One of the Garden Gulch spills reported contained at least 30,000 barrels, or 1.2 million gallons, of drilling mud. There were three other spills that occurred between November 2007 and February 2008, two of which went illegally unreported by the operator. Given the size of the spills, the frequency, and the failure of the operator to report the spill, the odds are not good that sensitive watersheds on the Roan Plateau would have been adequately protected. It also speaks to the industry’s overall commitment to “responsibly” drill for natural gas on the Roan. If operators aren’t reporting spills of drilling mud to the proper officials, what else isn’t the industry doing correctly?

If the BLM leases public lands on the Roan Plateau for development, these leases should not allow for surface use or disturbance within Colorado River cutthroat trout watersheds. Also, deer and elk habitat needs to be protected.

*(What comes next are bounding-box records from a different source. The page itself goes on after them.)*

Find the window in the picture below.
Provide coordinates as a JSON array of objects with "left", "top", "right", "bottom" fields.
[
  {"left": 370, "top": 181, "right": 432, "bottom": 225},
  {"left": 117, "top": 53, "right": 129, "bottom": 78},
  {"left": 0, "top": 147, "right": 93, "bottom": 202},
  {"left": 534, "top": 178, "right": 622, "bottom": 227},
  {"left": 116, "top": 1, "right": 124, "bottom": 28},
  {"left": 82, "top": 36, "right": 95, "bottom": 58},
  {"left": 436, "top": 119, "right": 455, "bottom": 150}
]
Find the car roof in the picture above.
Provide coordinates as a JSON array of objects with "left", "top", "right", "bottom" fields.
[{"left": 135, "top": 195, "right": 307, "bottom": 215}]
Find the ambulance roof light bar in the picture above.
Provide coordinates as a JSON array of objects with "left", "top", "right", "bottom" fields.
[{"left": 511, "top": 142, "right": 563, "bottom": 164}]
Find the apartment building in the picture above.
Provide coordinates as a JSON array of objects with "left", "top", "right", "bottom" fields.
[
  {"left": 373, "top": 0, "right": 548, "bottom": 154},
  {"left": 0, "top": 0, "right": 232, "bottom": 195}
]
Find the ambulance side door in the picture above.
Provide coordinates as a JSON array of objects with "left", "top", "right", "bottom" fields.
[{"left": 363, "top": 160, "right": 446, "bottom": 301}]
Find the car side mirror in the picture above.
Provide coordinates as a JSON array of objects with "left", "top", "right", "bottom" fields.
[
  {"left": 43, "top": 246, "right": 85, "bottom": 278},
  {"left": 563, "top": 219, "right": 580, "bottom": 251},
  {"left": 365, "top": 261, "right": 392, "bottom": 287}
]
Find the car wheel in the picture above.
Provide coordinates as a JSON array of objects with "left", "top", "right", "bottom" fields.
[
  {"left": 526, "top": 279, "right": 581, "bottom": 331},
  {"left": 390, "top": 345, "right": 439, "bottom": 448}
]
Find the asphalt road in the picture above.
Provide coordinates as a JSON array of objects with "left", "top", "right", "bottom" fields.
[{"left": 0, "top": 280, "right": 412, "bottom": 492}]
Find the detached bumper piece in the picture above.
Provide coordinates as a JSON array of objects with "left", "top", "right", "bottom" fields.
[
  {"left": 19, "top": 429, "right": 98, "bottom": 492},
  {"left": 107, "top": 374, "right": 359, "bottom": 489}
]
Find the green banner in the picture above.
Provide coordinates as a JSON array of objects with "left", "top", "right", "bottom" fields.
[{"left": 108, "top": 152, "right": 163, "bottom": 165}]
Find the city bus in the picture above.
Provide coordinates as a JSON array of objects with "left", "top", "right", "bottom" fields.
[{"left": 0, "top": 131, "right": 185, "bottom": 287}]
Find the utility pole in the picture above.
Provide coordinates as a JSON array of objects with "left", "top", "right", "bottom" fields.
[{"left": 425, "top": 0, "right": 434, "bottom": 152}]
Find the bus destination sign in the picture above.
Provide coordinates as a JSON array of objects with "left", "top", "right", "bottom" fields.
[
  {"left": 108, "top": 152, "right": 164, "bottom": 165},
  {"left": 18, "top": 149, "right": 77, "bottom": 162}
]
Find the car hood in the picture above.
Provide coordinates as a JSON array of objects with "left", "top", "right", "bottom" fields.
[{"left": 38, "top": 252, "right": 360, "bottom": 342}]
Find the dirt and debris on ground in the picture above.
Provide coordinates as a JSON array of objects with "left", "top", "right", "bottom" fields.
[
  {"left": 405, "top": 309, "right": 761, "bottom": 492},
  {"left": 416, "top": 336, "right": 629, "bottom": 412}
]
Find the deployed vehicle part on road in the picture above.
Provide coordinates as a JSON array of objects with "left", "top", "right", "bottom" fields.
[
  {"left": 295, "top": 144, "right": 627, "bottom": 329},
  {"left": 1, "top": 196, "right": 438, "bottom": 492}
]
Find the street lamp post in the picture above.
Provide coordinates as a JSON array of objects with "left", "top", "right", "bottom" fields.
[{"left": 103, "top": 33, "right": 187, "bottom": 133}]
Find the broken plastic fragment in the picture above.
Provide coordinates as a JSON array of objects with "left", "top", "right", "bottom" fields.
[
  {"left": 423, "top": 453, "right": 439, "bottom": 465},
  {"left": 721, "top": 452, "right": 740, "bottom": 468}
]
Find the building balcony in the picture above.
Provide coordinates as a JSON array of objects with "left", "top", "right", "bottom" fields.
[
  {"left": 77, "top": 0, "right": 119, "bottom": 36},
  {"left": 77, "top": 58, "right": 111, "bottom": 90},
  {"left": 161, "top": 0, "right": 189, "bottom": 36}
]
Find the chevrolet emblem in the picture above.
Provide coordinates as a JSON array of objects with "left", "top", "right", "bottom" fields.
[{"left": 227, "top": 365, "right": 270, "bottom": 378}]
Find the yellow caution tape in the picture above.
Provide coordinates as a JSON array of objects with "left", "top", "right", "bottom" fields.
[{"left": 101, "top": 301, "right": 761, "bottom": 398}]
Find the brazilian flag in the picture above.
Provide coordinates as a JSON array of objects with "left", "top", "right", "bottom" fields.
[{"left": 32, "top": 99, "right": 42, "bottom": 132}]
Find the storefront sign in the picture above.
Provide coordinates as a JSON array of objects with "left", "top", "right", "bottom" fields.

With the BLM’s obstinate position that effectively declares, “Thanks for the lively discussion, but we are going to drill it our way,” sportsmen and the state of Colorado have once again been ignored, a sentiment that seems to be a working protocol that has leased, drilled, and generally made mess out of public lands important to sportsmen throughout West.

What are the state and hunters and anglers to do in the wake of the BLM’s ill conceived decision? Exactly what sportsmen in Montana, Wyoming and New Mexico have done on the Rocky Mountain Front, Wyoming Range and Ville Vidal: lean on our Congressional delegation to provide the leadership and protection that the Roan Plateau deserves.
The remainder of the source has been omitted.